Published: 13/01/2019 13:00 - Updated: 11/01/2019 11:11

NHS Highland boss can expect to be busy says MSP

Written byScott Maclennan


Iain Stewart
Iain Stewart is NHS Highland's new chief executive, taking up his role at the end of this month.

The appointment of a new chief executive at NHS Highland has been welcomed by an MSP who expects him to be busy from day one.

Highland MSP Edward Mountain welcomed the news that Stornoway native Iain Stewart is to take over from Elaine Mead at the end of the month.

Her seven-year tenure was marred by alleged bullying and financial mismanagement accusations.

Mr Stewart believes that being a local – as a resident of the Black Isle – will work in his favour while his experience of delivering what he called “transformational leadership” will help the board out of its current crisis.

He said: “Living locally has given me the opportunity to experience first-hand the great care provided by some of my 10,000 plus new colleagues and I’m sure that working together we can all make a difference to our patients, carers and the wellbeing of our workforce; I am committed and focused on doing the right things for our patients and colleagues alike.”

A NHS Highland spokesman described Mr Stewart as having an “exceptional track record” and Mr Mountain believes he will need every bit of that experience.

He said: “On his first day the new chief executive will find a huge amount of issues in his in-tray from the ongoing bullying inquiry to the long-running recruitment problems and the need to improve waiting times across NHS Highland.
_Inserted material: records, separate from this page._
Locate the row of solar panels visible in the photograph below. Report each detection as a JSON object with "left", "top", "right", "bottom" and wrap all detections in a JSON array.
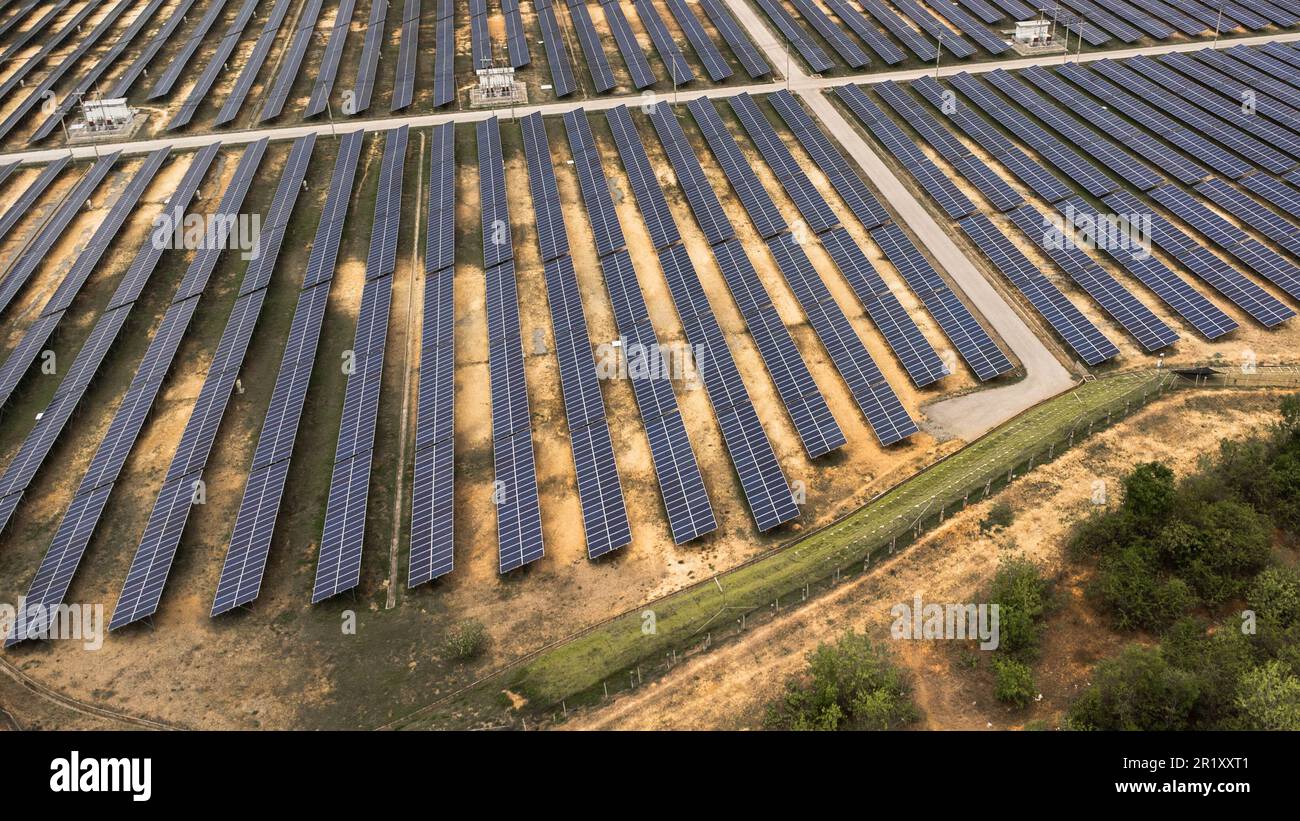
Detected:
[{"left": 850, "top": 47, "right": 1300, "bottom": 362}]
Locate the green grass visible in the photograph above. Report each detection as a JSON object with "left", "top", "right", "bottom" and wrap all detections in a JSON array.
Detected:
[{"left": 398, "top": 369, "right": 1296, "bottom": 726}]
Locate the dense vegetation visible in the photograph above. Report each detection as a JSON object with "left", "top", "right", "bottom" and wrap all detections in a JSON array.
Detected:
[
  {"left": 1066, "top": 398, "right": 1300, "bottom": 730},
  {"left": 767, "top": 631, "right": 919, "bottom": 730}
]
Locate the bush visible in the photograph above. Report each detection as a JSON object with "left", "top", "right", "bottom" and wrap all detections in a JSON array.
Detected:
[
  {"left": 993, "top": 656, "right": 1037, "bottom": 707},
  {"left": 767, "top": 631, "right": 919, "bottom": 730},
  {"left": 979, "top": 501, "right": 1015, "bottom": 533},
  {"left": 1067, "top": 644, "right": 1200, "bottom": 730},
  {"left": 443, "top": 618, "right": 488, "bottom": 661},
  {"left": 988, "top": 559, "right": 1048, "bottom": 656}
]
“All these issues and more must be resolved as a matter of priority along with the full implementation of Sir Lewis Ritchie’s report into health care on Skye as well as the approval of a redesign of health care in Caithness which has the backing of the community. I welcome the appointment.”

This week Highlands Labour MSP David Stewart also rasied the issue of figures showing an increase in waiting times at Highland A&E departments.

Statistics from ISD Scotland, the NHS’s own data service, reveal that 3600 patients in the NHS Highland area faced a wait of more than four hours for treatment after turning up at accident and emergency last year. That is a rise of more than 12 per cent, from just over 3100 in 2017.

In the same 12 months 194 patients waited more than eight hours – a rise of almost a third – with the only fall coming in those waiting more than 12 hours, which fell by a third to 12 patients.

Mr Stewart, Highlands and Islands MSP and Scotland’s shadow minister for health, said: “I have been concerned about the pressures on NHS Highland for some time and these figures expose the scale of the challenge NHS staff face in delivering patient care and how badly they have been let down by years of SNP mismanagement of our NHS.

“Increasing numbers of people waiting too long at A&E reveals unacceptable pressure in other parts of our health service, such as in social care and primary care.

“Ministers set the health service targets for staff to hit and then do not deliver the support and resources needed. It simply isn’t good enough.”

A spokesman for NHS Highland said the numbers of patients presenting for treatment was continually growing.

“For April to December 2017, the total number of attendances in accident and emergency hospitals was 47,967 and for April to December 2018 this rose to 49,972 – an increase of 2005 with an equivalent performance,” he said.

“There are a number of reasons for patients to spend longer than four hours in emergency departments, including high pressure on receiving beds into the hospital or clinical complexity of individual cases.

“The reasons leading to long patient waits in the emergency department are recorded and scrutinised on a daily basis in order to help continually develop and improve our systems to improve patient flow.

“Where possible, patients that are potentially attending for inappropriate reasons are re-routed to the correct pathway eg community pharmacist, NHS24 or their GP.”